Pull off AIGLX repoistory?

Dennis Jacobfeuerborn d.jacobfeuerborn at conversis.de
Thu Jul 27 13:22:49 UTC 2006


Sean wrote:
> On Wed, 26 Jul 2006 16:10:42 +0200
> Dennis Jacobfeuerborn <d.jacobfeuerborn at conversis.de> wrote:
> 
>> You do because you know for a fact that there are a lot of people out there
>> running these drivers with FC5 and you know for a fact that pushing this 
>> upgrade will break their configuration.
> 
> It's also a fact that many FC5 users out there will benefit from improvements
> to the open source drivers included in 7.1.  Since Fedora is meant to
> showcase and supply the latest open source software it makes sense that
> the needs of these users win over users of other software.

The users will get all those benefits when they update to/install FC6. 
Releasing new and incompatible versions isn't the problem the problem is 
doing so as update for past seemingly stable releases breaking user 
configurations knowingly.

>> Now your argument is getting disingenuous. None of this has anything to do 
>> with "stop releasing new open source software because 3rd party proprietary 
>> software hasn't been updated to work with it". You can break proprietary 
>> software/drivers/modules each and every day in rawhide for all I care. This 
>> is about knowingly and deliberately breaking existing user setups.
> 
> Isn't this just a matter of managing user expectations?  From watching the
> mailing lists it seems to me most users understand the tradeoffs they make
> when using binary driver.  One of which is that they have to hold off
> upgrading until a new binary driver is released.  As Mike made clear,
> all the FC5 users who don't use binary drivers should not be deprived of
> an update based on the whims of a binary driver provider.
> 
>> Yet a "yum update" will not give you any advanced warning about this. Also 
>> what happens if the next update contains a patch for a security issue? In 
>> that case users are forced to update anyway pretty much removing the 
>> "choice" you are talking about.
> 
> It is possible to add an exclusion to yum so that it will not update X
> automatically.  As for not being able to update because of a security issue,
> that's again another downside users of binary drivers just have to accept.
> The non-binary driver users shouldn't have to forgo getting an update
> just because of the binary driver users.
> 
>> Perhaps. But then I'm not running FC5 but rawhide without any proprietary 
>> drivers so it's just as easy to shrug this of for me as it is for you. What 
>> I was trying to point out is that you hurt the community you release to 
>> more than you help it with this "fuck the world" attitude.
> 
> It's not a "fuck the world" attitude at all, it's prioritizing the needs
> of open source users above the needs of binary-driver users.  Yes it kinda
> sucks, but it is a reasonable course of action given the mission of Fedora.

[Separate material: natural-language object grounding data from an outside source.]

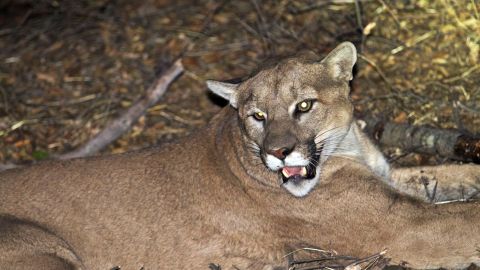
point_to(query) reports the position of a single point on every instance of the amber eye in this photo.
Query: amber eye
(304, 106)
(259, 116)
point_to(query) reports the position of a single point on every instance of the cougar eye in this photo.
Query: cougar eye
(304, 106)
(259, 116)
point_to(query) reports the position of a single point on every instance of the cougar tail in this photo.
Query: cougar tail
(26, 245)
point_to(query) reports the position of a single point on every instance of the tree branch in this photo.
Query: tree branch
(123, 123)
(448, 143)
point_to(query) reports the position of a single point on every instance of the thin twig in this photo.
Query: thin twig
(123, 123)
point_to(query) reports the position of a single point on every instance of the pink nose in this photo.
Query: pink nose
(280, 153)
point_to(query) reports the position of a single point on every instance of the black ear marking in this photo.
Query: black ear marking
(227, 91)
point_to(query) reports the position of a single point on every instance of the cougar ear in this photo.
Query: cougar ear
(340, 61)
(227, 91)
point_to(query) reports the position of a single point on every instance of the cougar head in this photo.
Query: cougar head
(295, 114)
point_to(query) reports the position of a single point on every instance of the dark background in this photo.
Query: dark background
(68, 67)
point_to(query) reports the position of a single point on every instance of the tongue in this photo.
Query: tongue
(290, 171)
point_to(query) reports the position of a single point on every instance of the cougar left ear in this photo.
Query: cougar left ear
(227, 91)
(341, 60)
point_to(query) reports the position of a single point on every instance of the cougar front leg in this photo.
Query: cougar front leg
(435, 236)
(438, 184)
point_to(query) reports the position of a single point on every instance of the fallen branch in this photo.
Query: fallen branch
(123, 123)
(449, 143)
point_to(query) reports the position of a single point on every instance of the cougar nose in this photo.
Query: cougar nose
(280, 153)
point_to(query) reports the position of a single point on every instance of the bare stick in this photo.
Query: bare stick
(123, 123)
(448, 143)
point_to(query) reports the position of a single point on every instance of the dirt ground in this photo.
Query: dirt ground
(68, 67)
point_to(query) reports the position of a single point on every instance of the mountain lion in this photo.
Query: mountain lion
(285, 166)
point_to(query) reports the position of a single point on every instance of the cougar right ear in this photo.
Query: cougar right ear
(227, 91)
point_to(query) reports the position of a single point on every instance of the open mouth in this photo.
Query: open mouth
(296, 174)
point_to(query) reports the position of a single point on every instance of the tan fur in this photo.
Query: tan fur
(208, 199)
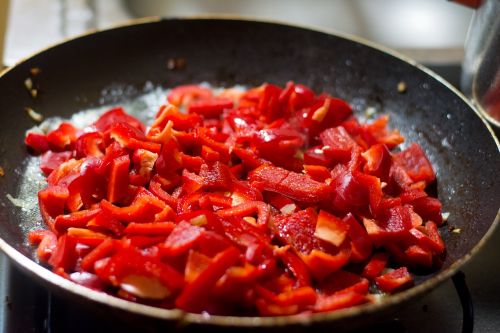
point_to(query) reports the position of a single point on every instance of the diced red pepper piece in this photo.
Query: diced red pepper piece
(185, 95)
(193, 296)
(216, 177)
(294, 185)
(63, 136)
(338, 301)
(89, 144)
(330, 228)
(37, 142)
(361, 244)
(297, 230)
(105, 249)
(318, 173)
(322, 264)
(416, 164)
(64, 255)
(142, 209)
(395, 226)
(118, 179)
(378, 161)
(377, 132)
(297, 267)
(337, 143)
(182, 238)
(396, 280)
(376, 265)
(327, 112)
(344, 281)
(52, 201)
(51, 160)
(248, 208)
(210, 108)
(117, 115)
(154, 228)
(46, 241)
(74, 220)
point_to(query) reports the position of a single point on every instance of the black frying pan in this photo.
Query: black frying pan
(74, 74)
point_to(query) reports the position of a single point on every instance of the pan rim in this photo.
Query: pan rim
(185, 318)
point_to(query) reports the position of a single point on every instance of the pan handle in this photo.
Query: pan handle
(4, 13)
(466, 301)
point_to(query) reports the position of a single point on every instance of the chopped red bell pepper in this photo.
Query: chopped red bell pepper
(294, 185)
(247, 204)
(395, 280)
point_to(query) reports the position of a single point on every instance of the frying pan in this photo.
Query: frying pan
(225, 52)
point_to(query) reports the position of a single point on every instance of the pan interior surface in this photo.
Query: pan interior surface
(116, 65)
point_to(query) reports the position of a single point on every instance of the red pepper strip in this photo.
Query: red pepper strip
(106, 222)
(209, 155)
(142, 209)
(322, 264)
(65, 173)
(142, 242)
(47, 243)
(130, 137)
(117, 115)
(337, 144)
(184, 95)
(89, 144)
(246, 209)
(418, 256)
(37, 142)
(343, 281)
(428, 208)
(338, 301)
(297, 267)
(157, 190)
(330, 228)
(219, 147)
(376, 265)
(415, 163)
(216, 177)
(74, 220)
(196, 263)
(183, 237)
(377, 132)
(105, 249)
(215, 201)
(51, 161)
(194, 294)
(118, 179)
(294, 185)
(210, 108)
(62, 137)
(392, 228)
(301, 297)
(64, 255)
(51, 201)
(191, 182)
(318, 173)
(155, 228)
(361, 244)
(378, 161)
(395, 280)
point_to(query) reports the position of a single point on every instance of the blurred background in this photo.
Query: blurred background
(430, 31)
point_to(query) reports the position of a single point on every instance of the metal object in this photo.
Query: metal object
(481, 66)
(431, 112)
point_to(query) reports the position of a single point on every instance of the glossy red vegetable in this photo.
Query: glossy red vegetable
(270, 201)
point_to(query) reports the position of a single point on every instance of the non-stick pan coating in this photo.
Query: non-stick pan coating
(227, 52)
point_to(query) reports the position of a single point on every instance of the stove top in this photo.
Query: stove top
(25, 306)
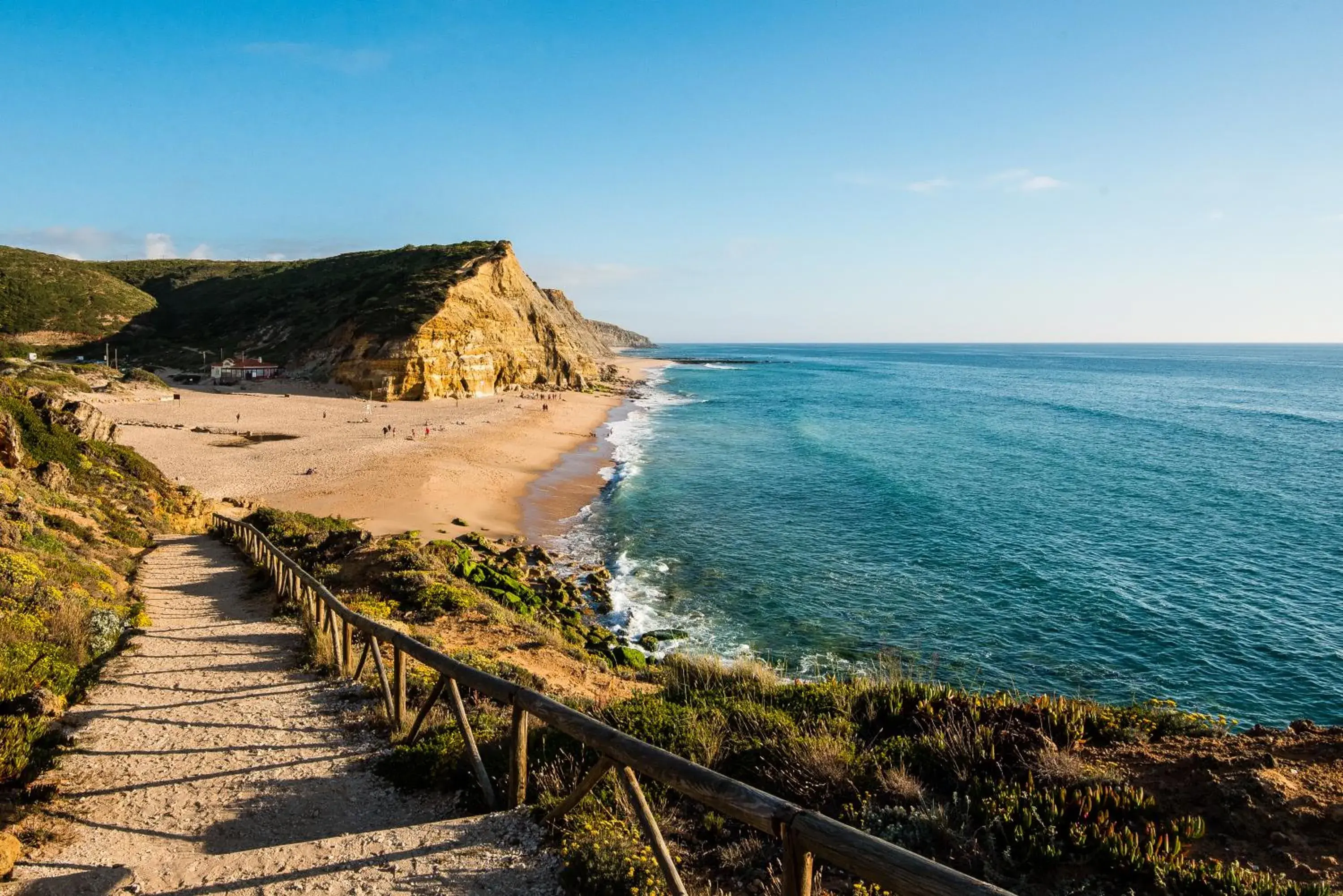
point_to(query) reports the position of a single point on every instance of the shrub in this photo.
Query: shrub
(140, 375)
(609, 858)
(446, 597)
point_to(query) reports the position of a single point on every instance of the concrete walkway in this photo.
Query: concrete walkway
(205, 764)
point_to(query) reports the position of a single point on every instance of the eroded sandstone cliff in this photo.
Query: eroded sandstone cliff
(496, 329)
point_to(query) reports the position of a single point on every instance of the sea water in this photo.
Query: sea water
(1108, 522)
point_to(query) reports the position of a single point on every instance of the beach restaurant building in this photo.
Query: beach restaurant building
(233, 370)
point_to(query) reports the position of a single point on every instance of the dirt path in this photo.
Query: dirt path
(205, 764)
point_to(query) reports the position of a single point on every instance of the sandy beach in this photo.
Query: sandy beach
(315, 448)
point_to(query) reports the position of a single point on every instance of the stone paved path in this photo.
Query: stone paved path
(205, 764)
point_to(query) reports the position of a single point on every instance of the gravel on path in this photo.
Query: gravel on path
(205, 762)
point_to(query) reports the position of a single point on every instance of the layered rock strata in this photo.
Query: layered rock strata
(496, 331)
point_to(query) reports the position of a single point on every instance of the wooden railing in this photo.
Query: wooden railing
(805, 833)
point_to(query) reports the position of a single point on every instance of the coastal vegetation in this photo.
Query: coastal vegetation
(1041, 794)
(76, 514)
(50, 300)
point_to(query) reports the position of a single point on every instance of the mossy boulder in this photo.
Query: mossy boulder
(632, 657)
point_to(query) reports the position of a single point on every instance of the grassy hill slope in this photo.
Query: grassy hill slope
(76, 514)
(285, 308)
(53, 300)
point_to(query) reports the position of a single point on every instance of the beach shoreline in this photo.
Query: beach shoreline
(317, 449)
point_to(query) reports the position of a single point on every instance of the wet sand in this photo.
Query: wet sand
(476, 464)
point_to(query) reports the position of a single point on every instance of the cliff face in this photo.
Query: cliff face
(614, 336)
(414, 323)
(496, 329)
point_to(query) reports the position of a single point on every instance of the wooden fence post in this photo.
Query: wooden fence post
(589, 782)
(398, 690)
(518, 759)
(429, 704)
(382, 675)
(652, 831)
(472, 750)
(347, 640)
(797, 866)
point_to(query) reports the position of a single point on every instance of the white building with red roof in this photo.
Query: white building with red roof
(233, 370)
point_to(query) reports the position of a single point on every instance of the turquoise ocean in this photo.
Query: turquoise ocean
(1114, 522)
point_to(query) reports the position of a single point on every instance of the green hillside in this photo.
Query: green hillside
(41, 292)
(278, 309)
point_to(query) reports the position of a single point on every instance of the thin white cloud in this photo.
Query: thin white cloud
(581, 276)
(928, 186)
(159, 246)
(1024, 180)
(351, 62)
(72, 242)
(1039, 182)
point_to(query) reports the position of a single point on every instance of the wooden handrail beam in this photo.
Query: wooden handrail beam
(869, 858)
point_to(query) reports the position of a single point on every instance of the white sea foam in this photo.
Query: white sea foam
(638, 605)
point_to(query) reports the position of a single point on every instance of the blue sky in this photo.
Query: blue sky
(728, 171)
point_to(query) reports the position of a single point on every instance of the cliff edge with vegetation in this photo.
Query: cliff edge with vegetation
(1047, 796)
(76, 514)
(413, 323)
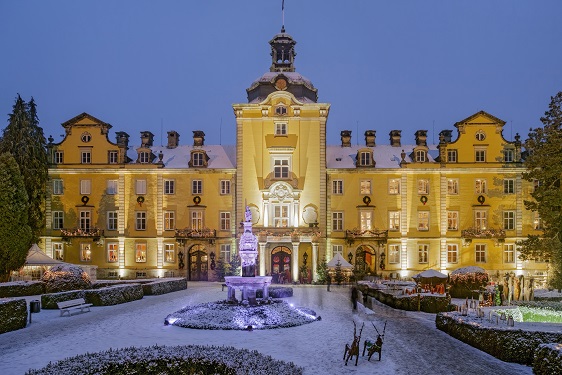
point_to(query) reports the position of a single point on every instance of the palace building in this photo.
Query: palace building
(391, 206)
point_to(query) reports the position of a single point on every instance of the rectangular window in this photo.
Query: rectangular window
(423, 220)
(225, 220)
(85, 187)
(509, 253)
(112, 157)
(366, 220)
(85, 220)
(337, 249)
(197, 220)
(480, 186)
(337, 187)
(58, 157)
(337, 221)
(140, 187)
(225, 187)
(85, 252)
(58, 250)
(112, 252)
(452, 253)
(58, 219)
(394, 186)
(86, 156)
(141, 220)
(480, 219)
(508, 186)
(452, 156)
(423, 186)
(196, 187)
(58, 188)
(111, 220)
(509, 220)
(452, 220)
(169, 253)
(393, 254)
(169, 187)
(480, 252)
(394, 220)
(365, 187)
(111, 187)
(423, 253)
(453, 186)
(225, 253)
(140, 252)
(480, 156)
(169, 220)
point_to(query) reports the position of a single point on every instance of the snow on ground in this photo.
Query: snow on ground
(412, 343)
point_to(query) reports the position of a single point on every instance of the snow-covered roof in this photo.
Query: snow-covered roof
(385, 156)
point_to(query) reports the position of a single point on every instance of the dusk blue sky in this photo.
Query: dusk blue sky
(180, 65)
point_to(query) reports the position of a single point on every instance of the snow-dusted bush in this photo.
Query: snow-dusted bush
(164, 286)
(65, 277)
(114, 295)
(171, 360)
(13, 314)
(548, 359)
(21, 288)
(49, 301)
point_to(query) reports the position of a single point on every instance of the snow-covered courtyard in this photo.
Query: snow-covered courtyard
(412, 344)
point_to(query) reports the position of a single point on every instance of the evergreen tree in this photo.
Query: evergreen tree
(24, 139)
(544, 167)
(15, 233)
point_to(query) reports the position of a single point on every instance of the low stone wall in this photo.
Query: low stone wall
(114, 295)
(507, 344)
(426, 303)
(164, 286)
(548, 359)
(13, 314)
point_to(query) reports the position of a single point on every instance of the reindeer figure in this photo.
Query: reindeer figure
(374, 347)
(353, 350)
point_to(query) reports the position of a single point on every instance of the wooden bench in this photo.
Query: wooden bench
(72, 305)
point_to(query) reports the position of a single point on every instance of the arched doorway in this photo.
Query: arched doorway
(281, 264)
(198, 266)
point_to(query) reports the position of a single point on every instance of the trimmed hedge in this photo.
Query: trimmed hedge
(507, 344)
(164, 286)
(548, 359)
(21, 288)
(49, 301)
(427, 303)
(13, 314)
(114, 295)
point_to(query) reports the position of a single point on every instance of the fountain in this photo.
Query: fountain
(248, 283)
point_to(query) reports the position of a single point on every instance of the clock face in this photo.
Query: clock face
(86, 137)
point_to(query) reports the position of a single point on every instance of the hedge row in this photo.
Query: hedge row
(426, 303)
(22, 288)
(13, 314)
(510, 345)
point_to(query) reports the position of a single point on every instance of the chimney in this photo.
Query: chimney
(173, 139)
(395, 138)
(147, 139)
(122, 139)
(198, 138)
(421, 138)
(446, 136)
(345, 138)
(370, 136)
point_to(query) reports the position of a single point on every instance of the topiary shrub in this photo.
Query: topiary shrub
(13, 314)
(65, 277)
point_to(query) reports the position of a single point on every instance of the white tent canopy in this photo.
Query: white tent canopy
(343, 263)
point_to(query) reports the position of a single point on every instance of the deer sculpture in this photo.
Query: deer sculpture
(374, 347)
(353, 350)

FC5 seems to do fine with Xorg 7.0 as it is and if people want to live on 
the bleeding edge this is what rawhide is for. I doubt that hurting your 
own community like that can be called a "reasonable course of action" under 
any circumstances.

>> PS: The irony that most of the good stuff added in recent iterations of X 
>> can only be enjoyed using the proprietary drivers by a lot of people does 
>> not escape me and given the eventual demise of older chips (like eg 
>> r100/r200) and the complete lack of documentation for newer chips (like the 
>> r500 series) will only make this situation worse.
> 
> Things have been getting better on the ATI front, the r300/r400 3D support is
> pretty good now in the open source driver (which was accomplished without any
> documentation either).  I don't know how much different the r500 line is, but
> it may not be that hard to extend the driver to support it.  As an aside, since
> AMD just purchased ATI i'm crossing my fingers they'll find a way to improve
> the situation.

I'm not holding my breath but one can hope I guess. Anyway since the 
central argument against this push keeps getting ignored (introducing 
breakage in stable releases as opposed to rawhide) and since I run neither 
FC5 nor a proprietary driver I'll just let it go and we can agree to 
disagree on the fedora update policies in this particular case.